3人の姉達や弟もそれまでと態度は変わらず普通に接してくれていた。
だが周りの目は変わる。
『族長の娘が……』
『族長の娘なのに……』
『白兎族の恥さらし……』
『父親は族長じゃないのかしら……』
そんな心無い言葉が町では囁かれ始めペコルの心は限界に近かった。
「引っ越そうか」
ある日、一番上の姉がそう言い出す。
「良いわよ! 私、領都の保育園で働きたかったの。領都なら他の種族も多く集まっているから、いろいろな子供達の相手が出来て楽しそう。兎の里だと兎族しか鋳ないんだもの」
「私も看護士として他の種族の治療も経験したいと前から思ってたんだ。この里だけの仕事だと他の種族の冒険者や旅人の治療の限界があるもの。領都の病院で経験を積んで兎の里をもっと発展させたい!」
兎の里は白山領の南西の外れにあってあまり冒険者や旅人が来る事が多くない。領都や白獅子の里が交通や交易で栄えているのに対して遅れを取っている田舎だと思われているのだ。
「それも良いかもね。環境が変わればね、あなた」
「うん……」
以前は活発で走り回っていたペコルが洗礼式からずっと塞ぎ込み落ち込んでいて、心配した両親も沢山の種族のいる領都行きを奨める。
「父さんの補佐は私がしておくから、3人は領都で白兎の里に役立つ経験をしてきて」
三番目の姉も同意見の様だった。
環境が変わり最初の内は良かった。だが次第にまた噂が囁かれて始める。
『3姉妹?』
『違うだろう。1人はお手伝いだろ?』
『白兎族だって聞いたのに水色の毛色だぞ!』
『母親が浮気したんだろ』
『父親の愛人の子を引き取ったらしいぞ』
『可哀想な捨て子を族長が拾ったんだって』
領主官邸で働き始めたペコルに聞こえる様な声で噂が囁かれる。兎の里にいた頃よりも容赦の無い言葉がペコルに投げつけられていた。
「兎の里に帰る?」
上の姉が心配でそう声を掛ける。
「私も帰ろうかな~。白毛の保育士は私だけだから、私の受け持つ園児は上級官の子供ばかりで我が儘で大変なのよ」
「私も思ってたより暇なのよ。領都の周辺は魔物が出ないから冒険者の怪我人が殆どいないの。家族で仕事に来た人達の出産が殆どであまり兎の里に役に立ちそうにないのよね」
ペコルの前ではそう話す姉達だが本当は毎日仕事に遣り甲斐を感じて楽しそうにしているのを知っている。
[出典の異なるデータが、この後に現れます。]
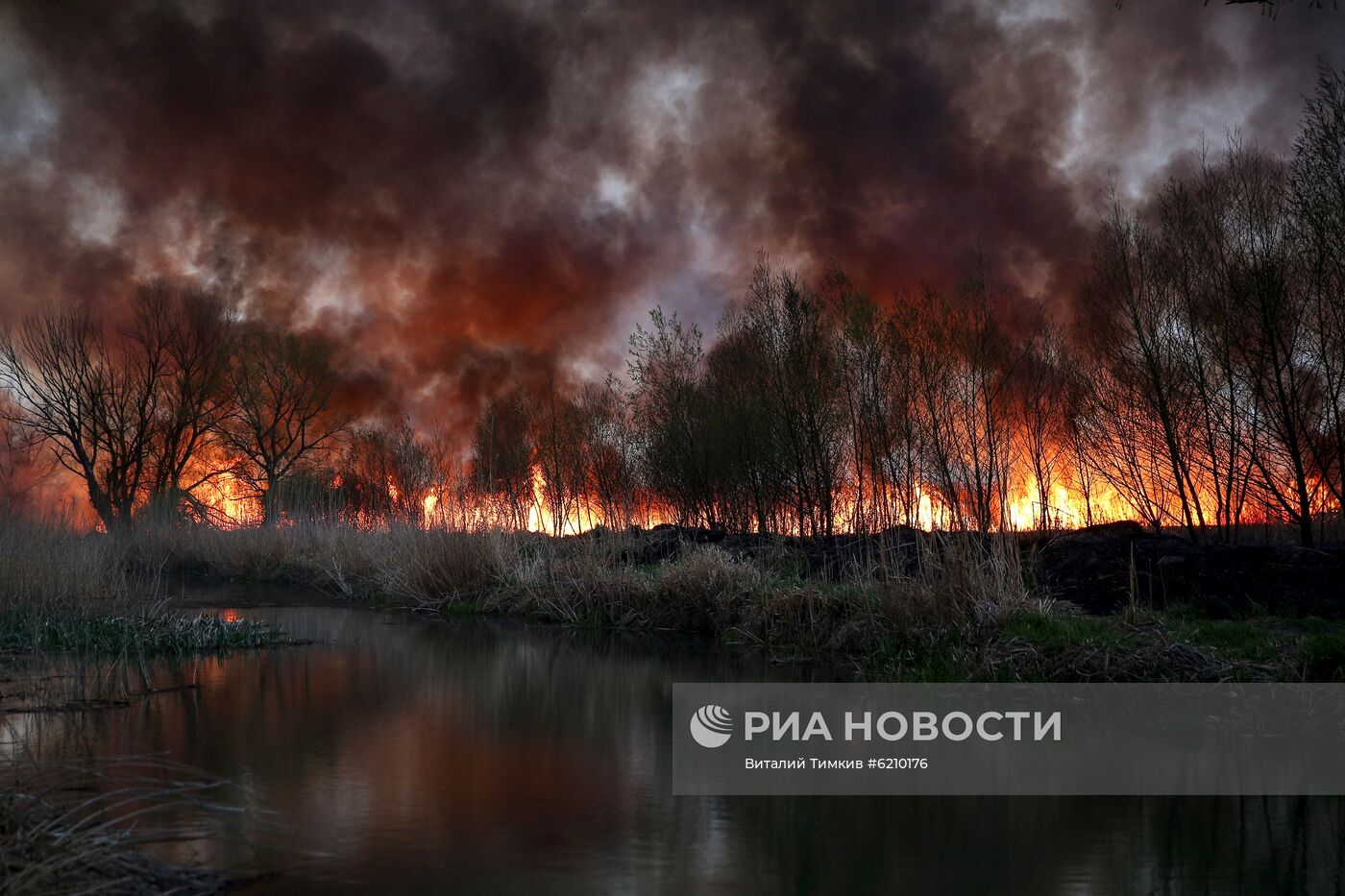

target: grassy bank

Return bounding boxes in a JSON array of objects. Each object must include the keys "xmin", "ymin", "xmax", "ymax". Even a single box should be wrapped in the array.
[
  {"xmin": 0, "ymin": 522, "xmax": 283, "ymax": 895},
  {"xmin": 5, "ymin": 516, "xmax": 1345, "ymax": 681}
]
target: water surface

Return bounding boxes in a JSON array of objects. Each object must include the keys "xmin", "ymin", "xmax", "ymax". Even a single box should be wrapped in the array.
[{"xmin": 10, "ymin": 607, "xmax": 1345, "ymax": 895}]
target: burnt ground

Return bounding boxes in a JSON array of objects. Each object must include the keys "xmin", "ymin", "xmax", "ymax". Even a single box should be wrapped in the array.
[{"xmin": 578, "ymin": 522, "xmax": 1345, "ymax": 618}]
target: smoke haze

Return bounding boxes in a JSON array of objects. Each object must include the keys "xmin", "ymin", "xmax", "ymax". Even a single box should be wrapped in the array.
[{"xmin": 0, "ymin": 0, "xmax": 1345, "ymax": 430}]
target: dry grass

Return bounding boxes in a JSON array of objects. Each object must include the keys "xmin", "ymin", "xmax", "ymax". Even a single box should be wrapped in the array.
[{"xmin": 0, "ymin": 758, "xmax": 247, "ymax": 896}]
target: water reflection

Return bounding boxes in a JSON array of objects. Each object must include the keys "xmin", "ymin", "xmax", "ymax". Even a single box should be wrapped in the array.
[{"xmin": 5, "ymin": 607, "xmax": 1345, "ymax": 893}]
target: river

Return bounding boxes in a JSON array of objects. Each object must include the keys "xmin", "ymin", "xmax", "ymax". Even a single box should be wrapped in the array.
[{"xmin": 5, "ymin": 605, "xmax": 1345, "ymax": 896}]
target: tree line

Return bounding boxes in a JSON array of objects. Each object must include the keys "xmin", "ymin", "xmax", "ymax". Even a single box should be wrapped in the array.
[{"xmin": 8, "ymin": 68, "xmax": 1345, "ymax": 545}]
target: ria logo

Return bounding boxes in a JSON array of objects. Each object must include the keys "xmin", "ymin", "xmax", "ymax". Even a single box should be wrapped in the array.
[{"xmin": 692, "ymin": 704, "xmax": 733, "ymax": 749}]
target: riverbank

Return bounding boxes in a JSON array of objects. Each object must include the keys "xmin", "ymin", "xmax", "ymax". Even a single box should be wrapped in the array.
[{"xmin": 0, "ymin": 516, "xmax": 1345, "ymax": 681}]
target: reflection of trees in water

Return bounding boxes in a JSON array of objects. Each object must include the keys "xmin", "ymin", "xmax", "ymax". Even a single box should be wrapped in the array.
[
  {"xmin": 12, "ymin": 608, "xmax": 1345, "ymax": 893},
  {"xmin": 667, "ymin": 796, "xmax": 1345, "ymax": 895}
]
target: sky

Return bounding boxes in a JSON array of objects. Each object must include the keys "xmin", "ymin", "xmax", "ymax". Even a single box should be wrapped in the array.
[{"xmin": 0, "ymin": 0, "xmax": 1345, "ymax": 429}]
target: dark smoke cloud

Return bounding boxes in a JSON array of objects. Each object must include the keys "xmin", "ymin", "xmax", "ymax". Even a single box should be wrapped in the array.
[{"xmin": 0, "ymin": 0, "xmax": 1345, "ymax": 426}]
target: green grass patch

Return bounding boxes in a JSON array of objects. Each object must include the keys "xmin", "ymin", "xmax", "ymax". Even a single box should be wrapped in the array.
[
  {"xmin": 999, "ymin": 611, "xmax": 1137, "ymax": 651},
  {"xmin": 0, "ymin": 610, "xmax": 286, "ymax": 657},
  {"xmin": 1298, "ymin": 632, "xmax": 1345, "ymax": 681}
]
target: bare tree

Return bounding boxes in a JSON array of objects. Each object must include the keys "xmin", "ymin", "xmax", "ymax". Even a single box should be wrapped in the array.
[
  {"xmin": 0, "ymin": 392, "xmax": 57, "ymax": 520},
  {"xmin": 0, "ymin": 311, "xmax": 169, "ymax": 531},
  {"xmin": 219, "ymin": 327, "xmax": 349, "ymax": 524},
  {"xmin": 472, "ymin": 387, "xmax": 537, "ymax": 529},
  {"xmin": 132, "ymin": 281, "xmax": 235, "ymax": 524}
]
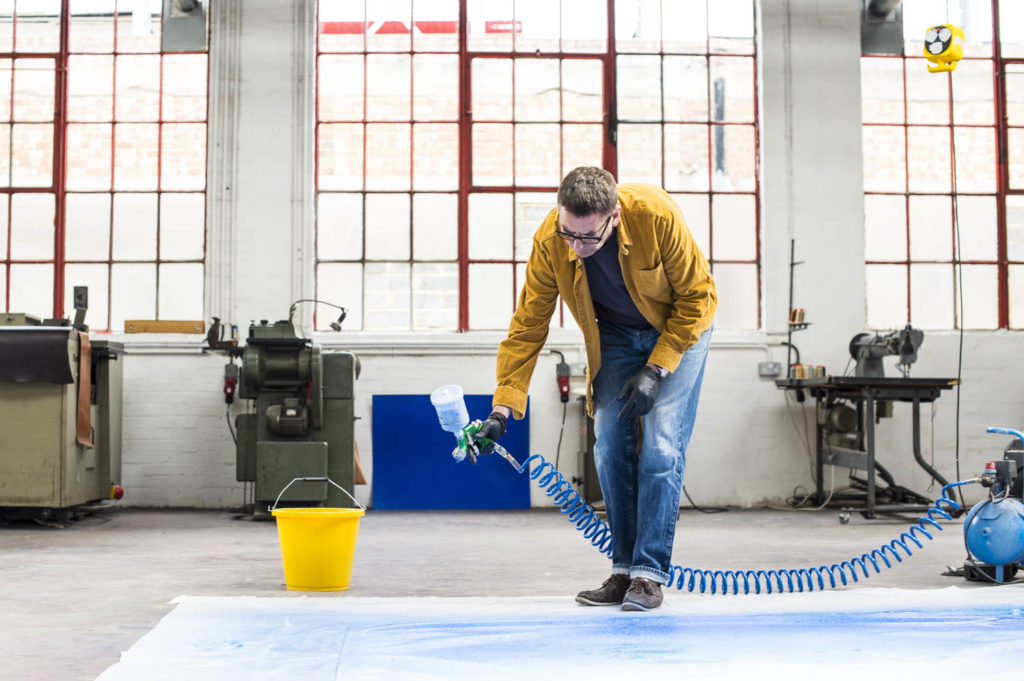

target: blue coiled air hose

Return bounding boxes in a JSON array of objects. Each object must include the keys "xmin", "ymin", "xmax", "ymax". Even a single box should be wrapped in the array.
[{"xmin": 520, "ymin": 454, "xmax": 976, "ymax": 594}]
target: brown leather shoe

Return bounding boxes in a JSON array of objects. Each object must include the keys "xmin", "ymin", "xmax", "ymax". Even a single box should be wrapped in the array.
[
  {"xmin": 577, "ymin": 574, "xmax": 630, "ymax": 605},
  {"xmin": 623, "ymin": 577, "xmax": 664, "ymax": 610}
]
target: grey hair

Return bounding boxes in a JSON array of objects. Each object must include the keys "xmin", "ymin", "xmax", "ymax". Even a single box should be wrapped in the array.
[{"xmin": 558, "ymin": 166, "xmax": 618, "ymax": 217}]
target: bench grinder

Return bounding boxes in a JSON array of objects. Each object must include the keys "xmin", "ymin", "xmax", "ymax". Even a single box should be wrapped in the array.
[{"xmin": 236, "ymin": 320, "xmax": 358, "ymax": 517}]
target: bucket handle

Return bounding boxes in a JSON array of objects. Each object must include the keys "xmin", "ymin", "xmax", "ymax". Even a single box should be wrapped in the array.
[{"xmin": 266, "ymin": 475, "xmax": 367, "ymax": 511}]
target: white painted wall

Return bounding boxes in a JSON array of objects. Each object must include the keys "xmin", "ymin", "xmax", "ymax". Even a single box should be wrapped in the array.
[{"xmin": 114, "ymin": 0, "xmax": 1024, "ymax": 507}]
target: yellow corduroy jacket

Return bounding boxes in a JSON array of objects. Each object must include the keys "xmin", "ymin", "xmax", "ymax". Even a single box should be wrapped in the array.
[{"xmin": 494, "ymin": 183, "xmax": 718, "ymax": 419}]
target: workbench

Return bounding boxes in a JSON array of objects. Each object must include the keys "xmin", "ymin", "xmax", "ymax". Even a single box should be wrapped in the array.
[{"xmin": 775, "ymin": 376, "xmax": 957, "ymax": 518}]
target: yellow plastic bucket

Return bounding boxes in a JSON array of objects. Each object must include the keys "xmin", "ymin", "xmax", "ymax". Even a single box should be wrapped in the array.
[{"xmin": 270, "ymin": 508, "xmax": 366, "ymax": 591}]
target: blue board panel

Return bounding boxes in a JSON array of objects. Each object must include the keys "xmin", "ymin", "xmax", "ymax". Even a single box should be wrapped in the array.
[{"xmin": 373, "ymin": 395, "xmax": 529, "ymax": 510}]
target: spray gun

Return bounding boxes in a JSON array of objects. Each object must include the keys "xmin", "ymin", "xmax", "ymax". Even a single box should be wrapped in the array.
[{"xmin": 430, "ymin": 385, "xmax": 522, "ymax": 471}]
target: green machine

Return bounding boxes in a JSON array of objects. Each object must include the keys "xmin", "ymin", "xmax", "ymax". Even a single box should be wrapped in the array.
[
  {"xmin": 0, "ymin": 301, "xmax": 124, "ymax": 524},
  {"xmin": 236, "ymin": 320, "xmax": 358, "ymax": 517}
]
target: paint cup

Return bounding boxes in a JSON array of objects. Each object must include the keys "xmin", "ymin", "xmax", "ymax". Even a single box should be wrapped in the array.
[{"xmin": 430, "ymin": 384, "xmax": 469, "ymax": 433}]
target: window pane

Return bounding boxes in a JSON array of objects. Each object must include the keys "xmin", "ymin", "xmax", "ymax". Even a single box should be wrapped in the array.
[
  {"xmin": 616, "ymin": 123, "xmax": 667, "ymax": 189},
  {"xmin": 69, "ymin": 0, "xmax": 117, "ymax": 53},
  {"xmin": 953, "ymin": 128, "xmax": 996, "ymax": 194},
  {"xmin": 63, "ymin": 263, "xmax": 108, "ymax": 331},
  {"xmin": 514, "ymin": 59, "xmax": 560, "ymax": 121},
  {"xmin": 910, "ymin": 197, "xmax": 953, "ymax": 260},
  {"xmin": 515, "ymin": 193, "xmax": 558, "ymax": 260},
  {"xmin": 910, "ymin": 264, "xmax": 953, "ymax": 330},
  {"xmin": 367, "ymin": 54, "xmax": 412, "ymax": 121},
  {"xmin": 615, "ymin": 55, "xmax": 663, "ymax": 121},
  {"xmin": 413, "ymin": 123, "xmax": 459, "ymax": 189},
  {"xmin": 413, "ymin": 54, "xmax": 459, "ymax": 121},
  {"xmin": 316, "ymin": 124, "xmax": 362, "ymax": 189},
  {"xmin": 413, "ymin": 0, "xmax": 459, "ymax": 52},
  {"xmin": 906, "ymin": 127, "xmax": 952, "ymax": 193},
  {"xmin": 13, "ymin": 59, "xmax": 54, "ymax": 122},
  {"xmin": 364, "ymin": 262, "xmax": 412, "ymax": 331},
  {"xmin": 1009, "ymin": 265, "xmax": 1024, "ymax": 329},
  {"xmin": 413, "ymin": 194, "xmax": 459, "ymax": 264},
  {"xmin": 956, "ymin": 197, "xmax": 995, "ymax": 261},
  {"xmin": 11, "ymin": 123, "xmax": 53, "ymax": 186},
  {"xmin": 10, "ymin": 194, "xmax": 56, "ymax": 259},
  {"xmin": 114, "ymin": 54, "xmax": 160, "ymax": 122},
  {"xmin": 558, "ymin": 125, "xmax": 604, "ymax": 175},
  {"xmin": 956, "ymin": 265, "xmax": 999, "ymax": 329},
  {"xmin": 469, "ymin": 194, "xmax": 513, "ymax": 262},
  {"xmin": 316, "ymin": 262, "xmax": 362, "ymax": 331},
  {"xmin": 711, "ymin": 194, "xmax": 758, "ymax": 262},
  {"xmin": 714, "ymin": 263, "xmax": 758, "ymax": 329},
  {"xmin": 161, "ymin": 54, "xmax": 207, "ymax": 121},
  {"xmin": 68, "ymin": 54, "xmax": 112, "ymax": 121},
  {"xmin": 672, "ymin": 194, "xmax": 711, "ymax": 257},
  {"xmin": 471, "ymin": 59, "xmax": 512, "ymax": 121},
  {"xmin": 8, "ymin": 264, "xmax": 53, "ymax": 317},
  {"xmin": 469, "ymin": 264, "xmax": 515, "ymax": 331},
  {"xmin": 65, "ymin": 194, "xmax": 111, "ymax": 264},
  {"xmin": 864, "ymin": 265, "xmax": 906, "ymax": 329},
  {"xmin": 561, "ymin": 0, "xmax": 608, "ymax": 52},
  {"xmin": 473, "ymin": 123, "xmax": 512, "ymax": 185},
  {"xmin": 413, "ymin": 262, "xmax": 459, "ymax": 331},
  {"xmin": 515, "ymin": 123, "xmax": 561, "ymax": 186},
  {"xmin": 66, "ymin": 123, "xmax": 113, "ymax": 190},
  {"xmin": 367, "ymin": 123, "xmax": 412, "ymax": 189},
  {"xmin": 615, "ymin": 0, "xmax": 659, "ymax": 52},
  {"xmin": 860, "ymin": 57, "xmax": 903, "ymax": 123},
  {"xmin": 906, "ymin": 61, "xmax": 949, "ymax": 125},
  {"xmin": 366, "ymin": 194, "xmax": 409, "ymax": 262},
  {"xmin": 716, "ymin": 125, "xmax": 758, "ymax": 191},
  {"xmin": 160, "ymin": 194, "xmax": 206, "ymax": 262},
  {"xmin": 953, "ymin": 59, "xmax": 995, "ymax": 125},
  {"xmin": 1007, "ymin": 196, "xmax": 1024, "ymax": 262},
  {"xmin": 710, "ymin": 56, "xmax": 755, "ymax": 123},
  {"xmin": 468, "ymin": 0, "xmax": 516, "ymax": 52},
  {"xmin": 659, "ymin": 0, "xmax": 708, "ymax": 54},
  {"xmin": 316, "ymin": 193, "xmax": 362, "ymax": 260},
  {"xmin": 664, "ymin": 56, "xmax": 708, "ymax": 123},
  {"xmin": 862, "ymin": 125, "xmax": 906, "ymax": 191},
  {"xmin": 663, "ymin": 125, "xmax": 704, "ymax": 191},
  {"xmin": 561, "ymin": 59, "xmax": 604, "ymax": 123},
  {"xmin": 157, "ymin": 262, "xmax": 203, "ymax": 320},
  {"xmin": 708, "ymin": 0, "xmax": 754, "ymax": 54},
  {"xmin": 160, "ymin": 123, "xmax": 206, "ymax": 190},
  {"xmin": 864, "ymin": 196, "xmax": 907, "ymax": 260},
  {"xmin": 114, "ymin": 124, "xmax": 160, "ymax": 189},
  {"xmin": 114, "ymin": 194, "xmax": 157, "ymax": 262},
  {"xmin": 111, "ymin": 261, "xmax": 157, "ymax": 331}
]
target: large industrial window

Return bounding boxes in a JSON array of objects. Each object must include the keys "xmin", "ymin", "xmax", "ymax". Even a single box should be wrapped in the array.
[
  {"xmin": 861, "ymin": 0, "xmax": 1024, "ymax": 329},
  {"xmin": 316, "ymin": 0, "xmax": 760, "ymax": 331},
  {"xmin": 0, "ymin": 0, "xmax": 208, "ymax": 330}
]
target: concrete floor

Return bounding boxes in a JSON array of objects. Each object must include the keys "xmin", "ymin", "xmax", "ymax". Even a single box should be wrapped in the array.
[{"xmin": 0, "ymin": 499, "xmax": 986, "ymax": 681}]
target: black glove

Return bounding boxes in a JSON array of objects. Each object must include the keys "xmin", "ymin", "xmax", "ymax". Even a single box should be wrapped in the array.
[
  {"xmin": 616, "ymin": 365, "xmax": 662, "ymax": 421},
  {"xmin": 473, "ymin": 412, "xmax": 508, "ymax": 454}
]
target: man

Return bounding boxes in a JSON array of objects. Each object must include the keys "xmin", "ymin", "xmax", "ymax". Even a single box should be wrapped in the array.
[{"xmin": 478, "ymin": 167, "xmax": 718, "ymax": 610}]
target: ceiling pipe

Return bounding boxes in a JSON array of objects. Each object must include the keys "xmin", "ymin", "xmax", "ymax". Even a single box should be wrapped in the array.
[{"xmin": 867, "ymin": 0, "xmax": 902, "ymax": 18}]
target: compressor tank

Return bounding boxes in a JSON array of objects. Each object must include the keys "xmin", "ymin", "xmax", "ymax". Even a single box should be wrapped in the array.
[{"xmin": 964, "ymin": 498, "xmax": 1024, "ymax": 565}]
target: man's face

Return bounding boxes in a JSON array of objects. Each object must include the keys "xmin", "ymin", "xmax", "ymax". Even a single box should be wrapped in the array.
[{"xmin": 555, "ymin": 206, "xmax": 620, "ymax": 258}]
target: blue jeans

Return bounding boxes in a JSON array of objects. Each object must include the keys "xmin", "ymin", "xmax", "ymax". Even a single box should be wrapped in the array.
[{"xmin": 593, "ymin": 323, "xmax": 711, "ymax": 584}]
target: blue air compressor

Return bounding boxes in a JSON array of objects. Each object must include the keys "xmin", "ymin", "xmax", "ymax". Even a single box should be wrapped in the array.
[{"xmin": 430, "ymin": 385, "xmax": 1024, "ymax": 594}]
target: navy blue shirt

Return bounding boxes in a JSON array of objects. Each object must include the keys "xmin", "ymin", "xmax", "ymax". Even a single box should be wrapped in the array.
[{"xmin": 582, "ymin": 228, "xmax": 650, "ymax": 329}]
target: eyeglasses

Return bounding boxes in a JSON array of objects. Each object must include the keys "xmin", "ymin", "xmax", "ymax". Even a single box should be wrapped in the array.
[{"xmin": 555, "ymin": 213, "xmax": 614, "ymax": 244}]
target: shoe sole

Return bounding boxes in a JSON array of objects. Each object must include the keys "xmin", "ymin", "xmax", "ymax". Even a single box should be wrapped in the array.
[{"xmin": 577, "ymin": 596, "xmax": 623, "ymax": 606}]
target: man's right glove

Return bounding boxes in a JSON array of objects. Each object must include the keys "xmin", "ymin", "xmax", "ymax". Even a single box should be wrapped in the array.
[{"xmin": 473, "ymin": 412, "xmax": 508, "ymax": 454}]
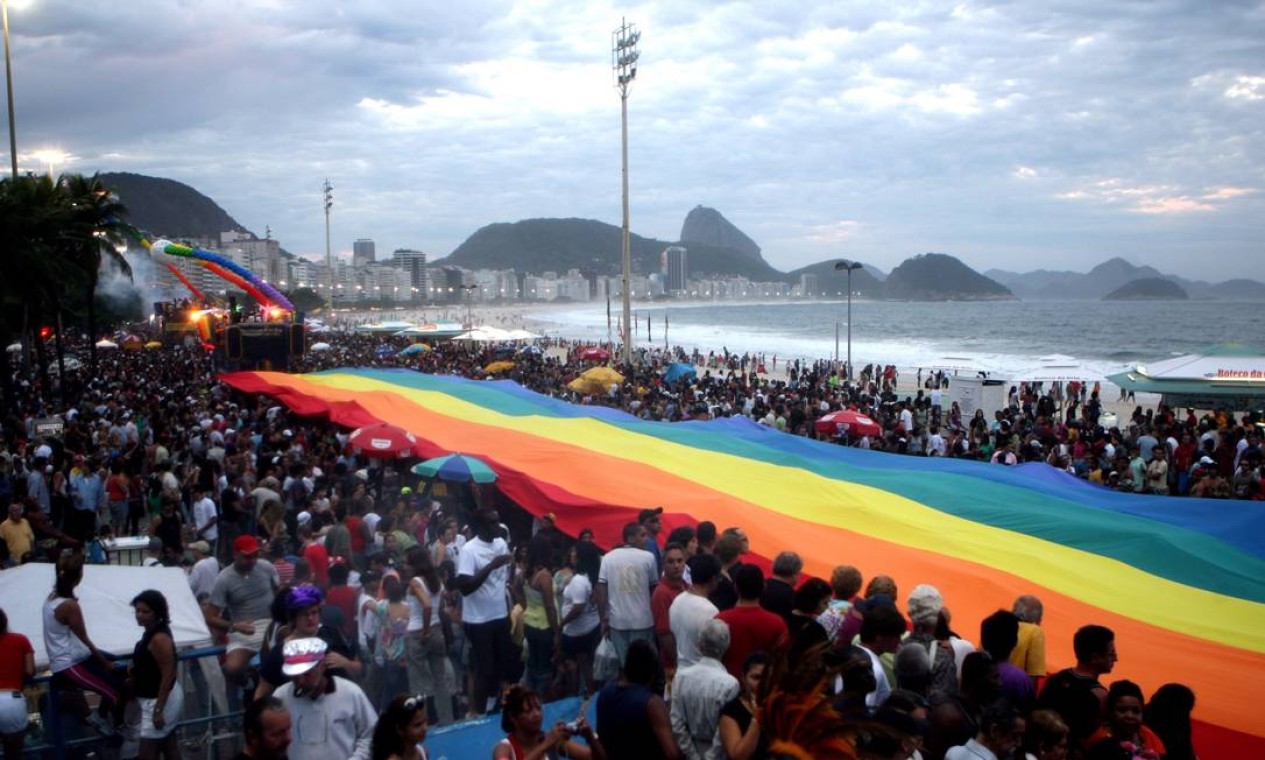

「私、領主官邸での仕事は向いてない……だから冒険者になるよ! 私って小さい頃から体を動かす方が向いてると思うんだよね。だから白獅子の里に行って冒険者をする」
「白獅子の里?」
「何で白獅子の里?」
「あそこは魔族の国とも交易していて色んな人が居るでしょ。それにあそこなら私を知ってる人は一人もいない」
「それなら私達も……」
「ううん。誰も知らない人の中で暮らしたいの。お姉ちゃん達がいるとまた一人だけ毛の色が違うって言われるでしょ? だから一人で行く!」
それからのペコルの行動は早かった。
直ぐに上司の魔族の秘書官に辞表を出し、荷物を纏め2人の姉に宣言してから2日で領都を出る。
それまで心配していた二人の姉も昔の活発なペコルが戻った様に感じて少し安心した。
「冒険者なんて大丈夫かしら?」
「ペコルなら向いてるんじゃない?」
「……そうかもね」
「そうよ。ペコルが元気ならそれで良い」
「そうね」
2人の姉は走って旅立って行ったペコルの背中を笑顔と少しの心配で見送るのだった。
『忘れてた、私の小さい頃の夢は冒険者だったんだ!』
ペコルはこうして冒険者の道を一歩踏み出した。